Informasi ini disampaikan langsung oleh Direktur Kriminal Umum Polda Jabar, Kombes Pol Surawan, usai timnya berhasil mengungkap jaringan besar penjualan bayi yang melibatkan dua skema, adopsi internasional dan lokal.
“Untuk jaringan internasional, 17 bayi sudah diberangkatkan ke Singapura, delapan berhasil kita amankan, dan satu bayi meninggal dunia. Sisa bayi lainnya dijual ke dalam negeri dengan harga antara Rp10 hingga Rp15 juta,” ungkap Surawan, Rabu (6/8/2025).
Ia mengungkapkan, dalam pengembangannya, polisi mendapati bayi yang dijual ke Singapura dihargai hingga 20 ribu dolar Singapura atau setara dengan ratusan juta rupiah. Sementara bayi-bayi yang diadopsi secara lokal dihargai jauh lebih murah.
Jaringan dalam negeri teridentifikasi melibatkan sejumlah pelaku, salah satunya adalah Astri, yang diduga kuat berperan sebagai penyalur utama bayi. Ia mengalirkan sekitar 13 bayi kepada pelaku lain bernama Jek, yang juga memiliki sumber bayi dari luar Astri.
Hingga saat ini, Polda Jabar telah menangkap 20 tersangka dalam kasus ini. Namun masih ada 6 orang yang masuk daftar pencarian orang (DPO). Mereka terdiri dari dua orang asal Jawa Barat dan empat orang dari Pontianak.
Beberapa DPO disebut berperan sebagai ibu palsu, perempuan yang mengaku sebagai ibu kandung untuk mempermudah pengurusan dokumen dan mengantar bayi ke calon adopter, baik dalam maupun luar negeri.
“Bayi-bayi ini tidak dirawat tenaga medis. Mereka dijaga sendiri oleh para pelaku. Tidak ada perawatan layak, sehingga satu bayi meninggal di Pontianak,” jelas Surawan.
Polisi juga tengah menelusuri peran rumah sakit di Pontianak yang diduga menerbitkan surat keterangan lahir palsu bagi para bayi. Dokumen ini kemudian digunakan untuk mengurus dokumen resmi lainnya seperti akta kelahiran dan paspor.
“Rumah sakit tersebut sudah kami periksa. Kami dalami siapa yang terlibat dalam penerbitan dokumen untuk bayi-bayi ini,” ujar Surawan.

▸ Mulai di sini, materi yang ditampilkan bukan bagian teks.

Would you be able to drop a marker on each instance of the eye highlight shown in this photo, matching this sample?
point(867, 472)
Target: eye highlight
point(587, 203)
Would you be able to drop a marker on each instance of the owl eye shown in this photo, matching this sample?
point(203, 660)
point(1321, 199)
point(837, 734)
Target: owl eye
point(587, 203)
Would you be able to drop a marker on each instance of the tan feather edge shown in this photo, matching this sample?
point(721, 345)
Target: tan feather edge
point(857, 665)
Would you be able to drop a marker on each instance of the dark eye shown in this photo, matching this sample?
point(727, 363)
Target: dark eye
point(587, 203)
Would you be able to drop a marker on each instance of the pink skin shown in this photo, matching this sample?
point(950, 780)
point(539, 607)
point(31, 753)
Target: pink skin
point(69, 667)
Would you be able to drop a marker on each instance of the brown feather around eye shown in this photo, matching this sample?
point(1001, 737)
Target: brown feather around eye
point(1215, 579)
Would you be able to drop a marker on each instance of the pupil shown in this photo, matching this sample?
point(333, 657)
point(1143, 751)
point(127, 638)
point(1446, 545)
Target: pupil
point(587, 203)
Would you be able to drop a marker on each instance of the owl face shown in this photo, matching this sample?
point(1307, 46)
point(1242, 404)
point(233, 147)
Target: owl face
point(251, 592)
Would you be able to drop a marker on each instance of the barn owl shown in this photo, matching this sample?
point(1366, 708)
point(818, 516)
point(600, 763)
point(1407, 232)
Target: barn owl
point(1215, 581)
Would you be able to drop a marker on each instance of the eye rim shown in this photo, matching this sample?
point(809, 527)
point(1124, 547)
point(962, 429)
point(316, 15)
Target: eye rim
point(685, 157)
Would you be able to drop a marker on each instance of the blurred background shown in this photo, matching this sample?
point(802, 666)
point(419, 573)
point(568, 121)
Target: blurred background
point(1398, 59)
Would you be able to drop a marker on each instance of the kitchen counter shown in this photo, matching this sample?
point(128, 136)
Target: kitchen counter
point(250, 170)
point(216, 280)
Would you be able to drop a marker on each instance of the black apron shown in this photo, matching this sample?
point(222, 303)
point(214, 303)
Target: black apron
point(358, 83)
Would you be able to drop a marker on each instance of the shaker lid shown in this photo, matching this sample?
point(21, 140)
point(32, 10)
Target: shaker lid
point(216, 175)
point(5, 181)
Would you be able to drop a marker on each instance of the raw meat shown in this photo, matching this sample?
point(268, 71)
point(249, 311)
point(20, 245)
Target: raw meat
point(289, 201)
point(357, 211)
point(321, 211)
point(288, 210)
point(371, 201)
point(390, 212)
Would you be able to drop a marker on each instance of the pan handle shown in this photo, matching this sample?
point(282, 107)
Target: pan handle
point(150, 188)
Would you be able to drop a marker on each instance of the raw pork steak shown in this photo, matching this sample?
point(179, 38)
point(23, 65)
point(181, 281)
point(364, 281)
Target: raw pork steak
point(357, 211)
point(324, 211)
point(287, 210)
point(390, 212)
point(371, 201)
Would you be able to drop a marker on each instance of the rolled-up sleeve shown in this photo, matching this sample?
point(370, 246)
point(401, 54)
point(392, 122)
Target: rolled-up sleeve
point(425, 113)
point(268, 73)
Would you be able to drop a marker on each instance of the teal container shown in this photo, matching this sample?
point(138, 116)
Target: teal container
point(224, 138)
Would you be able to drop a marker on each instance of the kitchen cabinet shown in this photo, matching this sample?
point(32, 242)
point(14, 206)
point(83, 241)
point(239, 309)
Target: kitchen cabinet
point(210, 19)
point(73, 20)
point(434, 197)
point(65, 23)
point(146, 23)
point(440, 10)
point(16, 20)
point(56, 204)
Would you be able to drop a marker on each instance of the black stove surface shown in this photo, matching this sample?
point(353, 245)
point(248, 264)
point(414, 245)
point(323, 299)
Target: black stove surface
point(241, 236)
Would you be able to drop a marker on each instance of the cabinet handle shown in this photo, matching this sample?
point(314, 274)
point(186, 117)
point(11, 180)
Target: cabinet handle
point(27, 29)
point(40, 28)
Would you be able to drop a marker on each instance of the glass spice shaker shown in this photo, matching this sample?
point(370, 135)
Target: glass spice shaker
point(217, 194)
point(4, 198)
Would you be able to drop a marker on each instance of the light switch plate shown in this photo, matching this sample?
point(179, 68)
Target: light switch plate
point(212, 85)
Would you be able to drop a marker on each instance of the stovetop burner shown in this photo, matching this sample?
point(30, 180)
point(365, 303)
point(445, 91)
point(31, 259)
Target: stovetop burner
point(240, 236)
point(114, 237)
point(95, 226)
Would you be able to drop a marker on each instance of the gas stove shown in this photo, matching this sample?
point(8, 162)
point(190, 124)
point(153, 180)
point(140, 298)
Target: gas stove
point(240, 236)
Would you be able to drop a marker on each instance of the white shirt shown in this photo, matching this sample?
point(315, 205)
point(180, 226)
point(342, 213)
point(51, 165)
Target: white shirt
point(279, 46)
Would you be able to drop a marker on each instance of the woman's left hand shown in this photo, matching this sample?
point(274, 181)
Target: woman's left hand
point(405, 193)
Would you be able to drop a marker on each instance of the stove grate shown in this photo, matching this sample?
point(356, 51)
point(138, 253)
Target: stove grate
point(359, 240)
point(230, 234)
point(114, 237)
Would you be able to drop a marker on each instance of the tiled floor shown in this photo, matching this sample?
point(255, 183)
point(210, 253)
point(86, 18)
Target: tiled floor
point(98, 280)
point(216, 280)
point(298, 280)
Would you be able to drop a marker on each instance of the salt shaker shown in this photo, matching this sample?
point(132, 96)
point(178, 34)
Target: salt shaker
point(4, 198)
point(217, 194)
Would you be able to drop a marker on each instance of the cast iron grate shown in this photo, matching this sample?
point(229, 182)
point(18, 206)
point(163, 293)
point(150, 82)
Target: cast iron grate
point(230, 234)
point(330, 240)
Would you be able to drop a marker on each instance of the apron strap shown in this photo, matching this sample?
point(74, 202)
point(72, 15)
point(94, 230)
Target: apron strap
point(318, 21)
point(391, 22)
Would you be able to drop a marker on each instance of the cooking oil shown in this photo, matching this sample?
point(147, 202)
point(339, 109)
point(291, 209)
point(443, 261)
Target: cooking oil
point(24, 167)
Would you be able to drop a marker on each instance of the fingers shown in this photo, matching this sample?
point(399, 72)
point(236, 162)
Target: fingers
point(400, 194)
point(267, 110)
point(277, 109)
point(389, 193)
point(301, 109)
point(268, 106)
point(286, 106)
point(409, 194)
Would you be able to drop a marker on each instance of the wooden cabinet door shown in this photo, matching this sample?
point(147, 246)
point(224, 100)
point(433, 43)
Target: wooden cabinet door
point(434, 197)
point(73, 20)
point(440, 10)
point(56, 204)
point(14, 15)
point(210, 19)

Dalam penyelidikan, petugas mengandalkan bukti digital, termasuk percakapan pelaku di media sosial Facebook, rekaman komunikasi dengan calon adopter, hingga riwayat transaksi.
Sementara itu, dari 43 bayi yang tercatat, baru delapan bayi yang berhasil diamankan. Polisi juga telah mengidentifikasi dua orang tua kandung, namun masih melakukan uji DNA untuk mencocokkan identitas biologis bayi-bayi tersebut.
“Motif utama orang tua kandung menjual bayi adalah ekonomi. Tapi jika terbukti terlibat, mereka tetap bisa dijerat pidana,” tegasnya.
Surawan mengonfirmasi polisi sudah menemukan jejak agen adopsi di Singapura, baik dari hasil interogasi tersangka maupun bukti komunikasi digital.
Saat ini, pihaknya bekerja sama dengan otoritas Singapura untuk mengidentifikasi para adopter yang menerima bayi dari jaringan ini. Data terkait pun telah dikirim untuk proses verifikasi lebih lanjut.
Polda Jabar juga menduga bayi-bayi ini tidak hanya berasal dari Jawa Barat, tapi juga dari Jawa Tengah, Jawa Timur, dan Kalimantan Barat. Penelusuran jaringan lokal masih dikembangkan karena penyidik sempat fokus pada jalur internasional.
“Keterangan tersangka menunjukkan sumber bayi berasal dari banyak daerah, bahkan dari orang tua yang mereka kenal via media sosial,” ungkapnya.(dsn)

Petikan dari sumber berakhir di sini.